SIMANTRI (Sistem Pertanian Terintegrasi)


        Simantri (Siatem pertanian terintegrasi) adalah pola pertanian yang saling mendukung antara satu komoditi dengan komoditi yang lainnya, sehingga biaya produksi dapat ditekan semaksimal mungkin dengan memanfaatkan komoditi lainnya yang ditanam dan atau dikelola secara bersamaan dalam satuan lahan petani. Pola pertanian terintegrasi muncul sebagai pilihan bagi petani, banyak dilatar belakangi oleh situasi lapangan yang membuat miris, terutama menyangkut nasib petani gurem yang mendominasi kelas petani di indonesia

        Sistem pertanian Terintegrasi seringkali disebut dengan istilahIntegrated Farming Sistem.  Sistem ini memiliki satu pusat dan satu tujuan yaitu manusia yang harus dipenuhi kebutuhannya. Pusat ini dikelilingi dengan berbagai model kegiatan ekonomi pertanian yang saling berkaitan satu sama lain misalnya peternakan, perikanan, ladang/persawahan dan pengelolaan limbah (waste treatment).
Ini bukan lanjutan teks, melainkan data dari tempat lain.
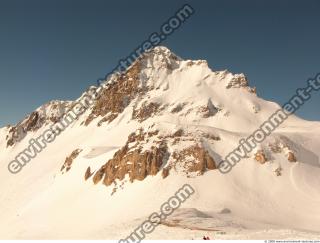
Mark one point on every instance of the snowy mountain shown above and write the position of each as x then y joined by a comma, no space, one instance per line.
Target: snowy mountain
162,123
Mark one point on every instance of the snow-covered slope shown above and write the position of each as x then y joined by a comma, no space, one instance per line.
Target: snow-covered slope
176,119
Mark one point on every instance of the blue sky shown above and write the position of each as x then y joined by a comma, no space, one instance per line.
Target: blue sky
56,49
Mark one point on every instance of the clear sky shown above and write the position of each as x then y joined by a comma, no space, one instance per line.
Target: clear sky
56,49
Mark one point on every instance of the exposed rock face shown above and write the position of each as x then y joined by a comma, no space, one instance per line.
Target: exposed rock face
146,153
117,96
145,111
196,159
240,80
49,113
260,157
69,160
291,157
208,110
88,174
165,172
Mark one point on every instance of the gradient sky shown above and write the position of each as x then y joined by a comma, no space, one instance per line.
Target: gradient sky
56,49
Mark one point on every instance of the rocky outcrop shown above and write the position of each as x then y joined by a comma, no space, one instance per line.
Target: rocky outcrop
260,157
49,113
116,96
240,81
194,159
291,157
69,160
88,174
145,111
146,153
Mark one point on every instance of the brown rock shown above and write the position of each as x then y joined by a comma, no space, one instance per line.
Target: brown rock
116,97
165,172
260,157
88,173
292,157
69,160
        Pertanian Terintegrasi sebagai upaya dari keinginan membangun pertanian berkelanjutan adalah gerakan pertanian yang menggunakan prinsip ekologi, studi hubungan antara organisme dan lingkungannya. Sebuah sistem terintegrasi antara praktek produksi tanaman dan hewan dalam sebuah lokasi dan dalam jangka panjang memiliki fungsi yaitu ;

1). Memenuhi kebutuhan pangan dan serat manusia

2). Meningkatkan kualitas lingkungan dan sumber daya alam berdasarkan kebutuhan ekonomi pertanian

3). Menggunakan sumber daya alam tidak terbarukan secara sangat efisien

4). Menggunakan sumber daya yang tersedia di lahan pertanian secara terintegrasi, dan memanfaatkan pengendalian dan siklus biologis jika memungkinkan

5). Meningkatkan kualitas hidup petani dan masyarakat secara keseluruhan.

        Peternakan memainkan peran sebagai sumber energi dan penggerak ekonomi dalam integrated farming system. Sumber energi berasal dari daging, susu, telur serta organ tubuh lainnya bahkan kotoran hewan. Sedangkan fungsi penggerak ekonomi berasal dari hasil penjualan ternak, telur, susu dan hasil sampingan ternak (kotoran ternak).